都が示しているように、確かにそれは、民間に関わらず、行政の窓口の現場でも起こり得る。住民課で窓口業務をこなしているある区役所職員はこう話す。
「裏金問題やかつての政治家の年金未納問題など、政治家の不祥事が起こると、窓口に来る人もイラだっていることが多いですね。特に住民税や国民健康保険(国保)、年金などの徴収係は風当たりが強い。納付書が届くと〝政治家は金をガメてるのに、なんでこんなに高いんだ〟と文句を言われることは日常茶飯事です。
身分確認ができないので、印鑑証明書が即日発行できないことを説明すると、〝融通が利かねえな。てめえらバカか、このお役所仕事が!〟と怒鳴られたこともあります。また窓口で1時間近く怒声を浴びせ続けられたり、『アホか!』『このハゲ!』などと暴言を吐かれた同僚もいます。

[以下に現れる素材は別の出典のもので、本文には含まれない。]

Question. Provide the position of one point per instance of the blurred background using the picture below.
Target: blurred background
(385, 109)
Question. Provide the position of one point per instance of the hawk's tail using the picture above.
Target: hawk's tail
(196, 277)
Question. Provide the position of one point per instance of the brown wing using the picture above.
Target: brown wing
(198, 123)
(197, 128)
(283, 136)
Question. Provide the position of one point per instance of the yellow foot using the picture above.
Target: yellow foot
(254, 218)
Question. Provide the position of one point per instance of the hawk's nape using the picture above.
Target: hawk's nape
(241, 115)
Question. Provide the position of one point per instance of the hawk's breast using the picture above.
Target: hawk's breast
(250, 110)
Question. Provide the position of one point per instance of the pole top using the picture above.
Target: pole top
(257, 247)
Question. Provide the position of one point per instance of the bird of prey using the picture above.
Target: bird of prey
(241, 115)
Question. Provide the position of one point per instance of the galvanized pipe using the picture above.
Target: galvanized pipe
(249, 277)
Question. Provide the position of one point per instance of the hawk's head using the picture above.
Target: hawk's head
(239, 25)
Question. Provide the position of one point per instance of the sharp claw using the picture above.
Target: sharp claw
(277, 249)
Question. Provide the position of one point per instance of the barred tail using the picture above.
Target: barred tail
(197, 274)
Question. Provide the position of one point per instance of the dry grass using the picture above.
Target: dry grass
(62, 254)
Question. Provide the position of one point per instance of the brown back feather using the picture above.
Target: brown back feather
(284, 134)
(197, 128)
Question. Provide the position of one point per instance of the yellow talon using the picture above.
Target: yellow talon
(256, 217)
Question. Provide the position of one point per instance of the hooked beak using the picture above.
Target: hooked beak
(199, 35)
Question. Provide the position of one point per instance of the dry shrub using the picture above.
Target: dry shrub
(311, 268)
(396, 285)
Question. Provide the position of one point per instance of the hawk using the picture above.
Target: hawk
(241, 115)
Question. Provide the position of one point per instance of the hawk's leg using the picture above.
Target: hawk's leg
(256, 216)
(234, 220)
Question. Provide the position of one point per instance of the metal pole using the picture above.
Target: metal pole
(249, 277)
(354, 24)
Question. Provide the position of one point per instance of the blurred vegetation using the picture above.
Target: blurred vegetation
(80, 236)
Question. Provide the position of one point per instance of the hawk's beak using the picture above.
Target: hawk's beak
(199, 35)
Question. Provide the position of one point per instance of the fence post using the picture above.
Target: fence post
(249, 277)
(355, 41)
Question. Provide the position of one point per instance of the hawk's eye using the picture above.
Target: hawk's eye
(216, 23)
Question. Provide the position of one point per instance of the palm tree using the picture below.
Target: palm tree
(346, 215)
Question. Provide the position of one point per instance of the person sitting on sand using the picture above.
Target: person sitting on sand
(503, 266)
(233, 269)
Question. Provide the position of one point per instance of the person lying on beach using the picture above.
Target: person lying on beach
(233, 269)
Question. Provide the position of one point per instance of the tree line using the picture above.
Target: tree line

ハナから〝親方日の丸〟で、〝お前ら、恵まれてるんだろ〟というけんか越しでくる人も結構います。窓口ではヤバそうな人が来ると、職員どうしでアイコンタクトして、誰が対応するか、心理的ななすり付け合いが起こりますね」
この職員によれば、「お役所仕事」と言われようとも、法律でできることとできないことは決まっており、相手の要求にすべて応えることはできないので、窓口業務の心理的負担は大きいという。
地方自治体職員へのカウンセリングを担当している臨床心理士がつけ加える。
「確かに行政は民間に比べて恵まれているという見方もありますが、そうした住民への対応でうつを発症してしまう例はあります。彼らは、民間のサービス業とは違い『イヤならよそに行け』とは言えませんから。それに、コロナ対策やマイナンバー制度など、国の施策はいつも急でコロコロ変わり、実務は、各自治体の保健所とか行政の窓口など、地方自治体が担うことがほとんどなので、末端の職員は、そのたびに、マニュアルを覚えたり、その対応に追われていて、負担は大きいようです」
もともとこうしたカスハラ事案に関しては、暴言やどう喝について対応する法令としては、「威力業務妨害」や「強要罪」などが存在するが、今回、東京都が制定する「カスハラ防止条例」によって、官民問わず、顧客に対応する人たちの負担を軽減し、ユーザー側の意識改革も進むだろうか――。